秋山:「日本食はシンプルだけど、素材が大事」と皆さんよくおっしゃっています。魚市場で魚の神経締めや血抜きを見た人は、「魚を殺すことからこんなにこだわっているのか」と驚かれます。
照り焼きに関しては、海外で売られている照り焼きソースとの違いにびっくりされますね。海外の照り焼きソースはもっと甘く、ドロっとしているそうで、みりんとしょうゆと酒だけで出来ている本場の照り焼きは意外と馴染みがないようです。
料理教室は、お金を払って体験するアクティビティですが、「教えてくれてありがとう」と感謝の言葉をいただけることは、私としてもとても心が温まります。ある程度お金を払って教えてもらうことは大事であるという価値観が、外国人の方から伝わります。

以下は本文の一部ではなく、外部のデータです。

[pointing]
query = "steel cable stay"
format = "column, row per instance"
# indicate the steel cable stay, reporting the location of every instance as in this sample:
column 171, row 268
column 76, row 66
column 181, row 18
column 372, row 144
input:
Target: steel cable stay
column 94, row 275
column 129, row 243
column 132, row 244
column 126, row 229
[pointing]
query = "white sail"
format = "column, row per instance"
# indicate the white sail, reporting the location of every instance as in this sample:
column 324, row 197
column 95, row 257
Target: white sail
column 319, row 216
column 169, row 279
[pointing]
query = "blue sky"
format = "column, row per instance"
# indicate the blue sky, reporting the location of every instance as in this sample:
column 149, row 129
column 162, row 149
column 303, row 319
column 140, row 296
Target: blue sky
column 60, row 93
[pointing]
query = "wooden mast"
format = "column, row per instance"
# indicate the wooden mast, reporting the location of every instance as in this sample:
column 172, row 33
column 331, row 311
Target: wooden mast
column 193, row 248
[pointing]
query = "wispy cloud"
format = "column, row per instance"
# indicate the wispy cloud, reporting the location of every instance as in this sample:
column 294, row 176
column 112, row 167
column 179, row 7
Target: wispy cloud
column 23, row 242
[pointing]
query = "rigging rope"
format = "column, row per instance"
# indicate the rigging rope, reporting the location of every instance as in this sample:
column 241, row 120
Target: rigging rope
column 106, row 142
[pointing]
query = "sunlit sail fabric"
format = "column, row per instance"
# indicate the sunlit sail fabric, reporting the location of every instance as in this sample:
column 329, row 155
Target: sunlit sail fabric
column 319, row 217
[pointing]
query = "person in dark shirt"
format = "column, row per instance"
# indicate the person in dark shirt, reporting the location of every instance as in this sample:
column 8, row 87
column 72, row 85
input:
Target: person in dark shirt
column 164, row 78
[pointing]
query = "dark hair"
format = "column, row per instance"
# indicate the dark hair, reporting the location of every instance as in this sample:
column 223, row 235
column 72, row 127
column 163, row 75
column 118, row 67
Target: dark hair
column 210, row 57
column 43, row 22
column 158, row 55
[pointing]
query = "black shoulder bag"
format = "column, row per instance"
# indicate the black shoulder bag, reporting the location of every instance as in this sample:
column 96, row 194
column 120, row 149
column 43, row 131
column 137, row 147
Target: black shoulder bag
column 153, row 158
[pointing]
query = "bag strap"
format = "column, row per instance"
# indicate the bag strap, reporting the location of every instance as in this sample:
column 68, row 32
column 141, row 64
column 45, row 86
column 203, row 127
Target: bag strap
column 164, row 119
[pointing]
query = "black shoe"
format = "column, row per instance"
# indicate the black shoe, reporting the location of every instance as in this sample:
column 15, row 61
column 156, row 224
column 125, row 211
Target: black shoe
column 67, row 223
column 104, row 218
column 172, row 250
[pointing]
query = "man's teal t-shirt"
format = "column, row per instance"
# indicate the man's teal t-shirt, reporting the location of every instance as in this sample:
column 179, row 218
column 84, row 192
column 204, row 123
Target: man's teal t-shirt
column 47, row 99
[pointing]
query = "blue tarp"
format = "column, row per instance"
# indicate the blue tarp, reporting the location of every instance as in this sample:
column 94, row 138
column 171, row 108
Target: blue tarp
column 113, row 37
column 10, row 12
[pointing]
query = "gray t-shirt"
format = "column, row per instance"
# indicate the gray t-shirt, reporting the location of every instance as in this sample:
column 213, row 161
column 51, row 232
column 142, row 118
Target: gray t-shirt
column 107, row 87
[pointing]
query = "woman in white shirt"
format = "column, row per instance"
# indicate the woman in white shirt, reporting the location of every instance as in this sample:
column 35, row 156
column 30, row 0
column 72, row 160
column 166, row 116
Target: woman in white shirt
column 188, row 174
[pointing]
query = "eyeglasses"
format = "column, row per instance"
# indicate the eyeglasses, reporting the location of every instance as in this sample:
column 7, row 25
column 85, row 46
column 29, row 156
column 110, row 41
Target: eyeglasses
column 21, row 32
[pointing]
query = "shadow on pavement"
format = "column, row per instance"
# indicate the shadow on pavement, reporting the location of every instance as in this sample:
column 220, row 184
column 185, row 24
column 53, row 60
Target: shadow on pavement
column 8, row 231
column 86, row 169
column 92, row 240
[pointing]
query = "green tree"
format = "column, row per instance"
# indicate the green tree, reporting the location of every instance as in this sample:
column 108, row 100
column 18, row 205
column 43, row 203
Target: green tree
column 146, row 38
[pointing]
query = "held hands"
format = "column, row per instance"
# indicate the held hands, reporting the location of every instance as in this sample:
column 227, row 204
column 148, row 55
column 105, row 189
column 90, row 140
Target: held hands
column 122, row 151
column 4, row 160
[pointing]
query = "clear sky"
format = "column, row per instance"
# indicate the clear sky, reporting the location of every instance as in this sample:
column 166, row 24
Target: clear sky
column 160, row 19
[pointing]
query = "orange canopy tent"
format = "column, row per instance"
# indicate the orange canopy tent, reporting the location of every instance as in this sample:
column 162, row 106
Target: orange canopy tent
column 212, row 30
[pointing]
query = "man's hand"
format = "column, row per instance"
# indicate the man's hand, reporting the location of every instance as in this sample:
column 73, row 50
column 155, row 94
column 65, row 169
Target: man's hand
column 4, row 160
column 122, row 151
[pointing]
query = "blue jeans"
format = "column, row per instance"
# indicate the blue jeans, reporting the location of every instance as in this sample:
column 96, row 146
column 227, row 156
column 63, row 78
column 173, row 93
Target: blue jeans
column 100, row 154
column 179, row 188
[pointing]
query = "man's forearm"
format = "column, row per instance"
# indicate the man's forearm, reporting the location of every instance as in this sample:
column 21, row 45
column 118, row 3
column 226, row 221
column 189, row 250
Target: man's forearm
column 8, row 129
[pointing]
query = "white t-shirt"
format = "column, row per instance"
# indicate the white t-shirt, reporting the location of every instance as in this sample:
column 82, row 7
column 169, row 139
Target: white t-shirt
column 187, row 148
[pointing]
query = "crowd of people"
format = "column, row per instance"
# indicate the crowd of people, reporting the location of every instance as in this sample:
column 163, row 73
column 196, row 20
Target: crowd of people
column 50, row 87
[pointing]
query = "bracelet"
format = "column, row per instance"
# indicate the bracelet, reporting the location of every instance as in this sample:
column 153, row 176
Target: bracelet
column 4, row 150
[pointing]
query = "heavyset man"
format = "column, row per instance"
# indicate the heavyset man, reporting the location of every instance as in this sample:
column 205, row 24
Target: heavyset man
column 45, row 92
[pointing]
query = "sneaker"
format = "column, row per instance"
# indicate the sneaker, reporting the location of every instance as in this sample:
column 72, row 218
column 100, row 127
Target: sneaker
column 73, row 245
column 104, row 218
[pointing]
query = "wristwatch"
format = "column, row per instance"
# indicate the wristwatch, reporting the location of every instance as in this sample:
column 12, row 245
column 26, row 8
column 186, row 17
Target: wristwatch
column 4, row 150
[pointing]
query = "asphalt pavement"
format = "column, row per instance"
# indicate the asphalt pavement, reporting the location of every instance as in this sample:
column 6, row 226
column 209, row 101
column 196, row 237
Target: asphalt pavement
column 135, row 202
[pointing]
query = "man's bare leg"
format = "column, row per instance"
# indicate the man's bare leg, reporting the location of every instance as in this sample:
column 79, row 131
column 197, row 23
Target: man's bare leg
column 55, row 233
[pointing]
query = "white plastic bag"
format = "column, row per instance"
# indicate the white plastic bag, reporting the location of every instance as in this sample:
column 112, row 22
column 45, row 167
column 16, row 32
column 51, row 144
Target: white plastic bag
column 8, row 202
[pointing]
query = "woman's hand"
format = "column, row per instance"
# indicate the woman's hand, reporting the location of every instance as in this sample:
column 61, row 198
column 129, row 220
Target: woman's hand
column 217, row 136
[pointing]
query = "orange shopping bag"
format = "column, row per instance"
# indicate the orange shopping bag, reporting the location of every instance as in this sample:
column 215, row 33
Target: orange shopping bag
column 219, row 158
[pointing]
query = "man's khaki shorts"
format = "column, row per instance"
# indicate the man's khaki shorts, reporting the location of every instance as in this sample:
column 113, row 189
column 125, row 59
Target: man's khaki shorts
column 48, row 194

帰国後、「早速料理を作ってみたよ」と写真を送ってくださるのも、とても嬉しいですね。料理教室では家でも再現できるようなレシピを心がけています。代用できそうな食材も教えて、例えば片栗粉が手に入らなかったら、コーンスターチでもいいよとか、照り焼きを作るのにみりんがなければ、お酒を多めにしてグラニュー糖で照りを出してもいいよとか、そういった情報も伝えています。

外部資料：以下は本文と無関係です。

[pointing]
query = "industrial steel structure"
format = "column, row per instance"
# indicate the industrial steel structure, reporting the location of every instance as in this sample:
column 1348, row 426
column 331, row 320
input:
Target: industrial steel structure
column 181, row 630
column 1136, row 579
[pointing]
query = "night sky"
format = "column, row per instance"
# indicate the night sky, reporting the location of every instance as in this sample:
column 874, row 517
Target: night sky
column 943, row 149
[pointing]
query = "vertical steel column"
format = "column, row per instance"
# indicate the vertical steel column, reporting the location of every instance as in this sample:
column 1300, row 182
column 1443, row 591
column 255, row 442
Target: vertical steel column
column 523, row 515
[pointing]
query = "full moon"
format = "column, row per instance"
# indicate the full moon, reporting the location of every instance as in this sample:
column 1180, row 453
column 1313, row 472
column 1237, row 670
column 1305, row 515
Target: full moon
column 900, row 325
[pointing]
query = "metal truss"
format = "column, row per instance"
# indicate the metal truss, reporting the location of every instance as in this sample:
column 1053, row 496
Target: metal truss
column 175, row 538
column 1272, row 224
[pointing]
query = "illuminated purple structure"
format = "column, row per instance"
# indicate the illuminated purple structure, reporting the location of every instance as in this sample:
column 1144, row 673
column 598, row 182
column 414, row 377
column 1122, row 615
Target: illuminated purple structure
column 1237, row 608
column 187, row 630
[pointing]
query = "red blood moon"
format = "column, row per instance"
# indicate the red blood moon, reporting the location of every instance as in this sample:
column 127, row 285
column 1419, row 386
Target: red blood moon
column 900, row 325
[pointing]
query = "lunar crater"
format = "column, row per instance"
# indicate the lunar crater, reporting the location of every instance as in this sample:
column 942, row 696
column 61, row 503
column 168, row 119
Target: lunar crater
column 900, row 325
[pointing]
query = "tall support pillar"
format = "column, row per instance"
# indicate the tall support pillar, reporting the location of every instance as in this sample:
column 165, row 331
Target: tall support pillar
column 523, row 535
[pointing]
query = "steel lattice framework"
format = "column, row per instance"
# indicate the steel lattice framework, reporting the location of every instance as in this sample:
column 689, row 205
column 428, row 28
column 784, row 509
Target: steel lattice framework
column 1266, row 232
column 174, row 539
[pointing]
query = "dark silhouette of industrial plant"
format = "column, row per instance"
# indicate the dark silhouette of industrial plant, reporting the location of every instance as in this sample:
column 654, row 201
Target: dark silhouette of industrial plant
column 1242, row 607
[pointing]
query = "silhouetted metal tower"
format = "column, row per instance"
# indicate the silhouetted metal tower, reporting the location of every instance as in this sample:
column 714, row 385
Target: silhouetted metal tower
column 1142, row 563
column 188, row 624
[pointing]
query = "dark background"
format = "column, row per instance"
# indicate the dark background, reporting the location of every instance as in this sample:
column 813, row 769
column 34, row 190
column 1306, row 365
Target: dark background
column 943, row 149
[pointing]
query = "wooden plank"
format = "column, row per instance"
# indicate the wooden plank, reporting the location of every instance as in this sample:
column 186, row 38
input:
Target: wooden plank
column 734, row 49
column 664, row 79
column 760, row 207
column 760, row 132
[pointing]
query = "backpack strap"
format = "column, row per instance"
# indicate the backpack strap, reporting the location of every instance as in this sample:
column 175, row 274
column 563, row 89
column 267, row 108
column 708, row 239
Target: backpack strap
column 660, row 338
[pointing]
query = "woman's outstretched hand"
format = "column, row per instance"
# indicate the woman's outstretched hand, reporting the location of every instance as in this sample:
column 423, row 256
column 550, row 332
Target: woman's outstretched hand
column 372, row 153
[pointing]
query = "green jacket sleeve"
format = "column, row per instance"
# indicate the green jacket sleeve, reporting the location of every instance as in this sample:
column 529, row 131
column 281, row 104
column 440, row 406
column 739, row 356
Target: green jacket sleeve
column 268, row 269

特に東日本大震災以降は、日本産の鰹節や昆布の輸入が難しくなっているため、顆粒のかつおだしの素を教えたりして、全ての素材が揃わなくてもなるべく再現できるように最大限のお手伝いをしています。
秋山さんが巻き寿司の巻き方の見本をみせる
「上手く巻けた!」満足の表情
巻き寿司の出来栄えに感激
―料理教室と一緒に、築地市場やかっぱ橋(調理用具が豊富にそろう都内エリア)に行かれる方も多いのでしょうか?
秋山:世界で一番大きい魚市場である築地市場には皆さん興味があります。そこで働く人々が目利きし、真剣に魚を下ろす姿には、ただならぬ職人技を感じるようですね。
調理器具に興味を持たれる方も多く、料理教室で弁当箱やすり鉢、卵焼き器を見て、教室の後にかっぱ橋に買いに行かれる方もいます。
あとはラップについて聞かれることがあります。日本はさまざまな大きさの皿があるので、実はラップのサイズも豊富です。海外だと幅が広いサイズのラップしかないので、「どうしてこんなに小さいの」と感動される方もいます。料理ごとに皿があるので家で洗うの大変ですねと指摘されますし、気づくことも多いですね。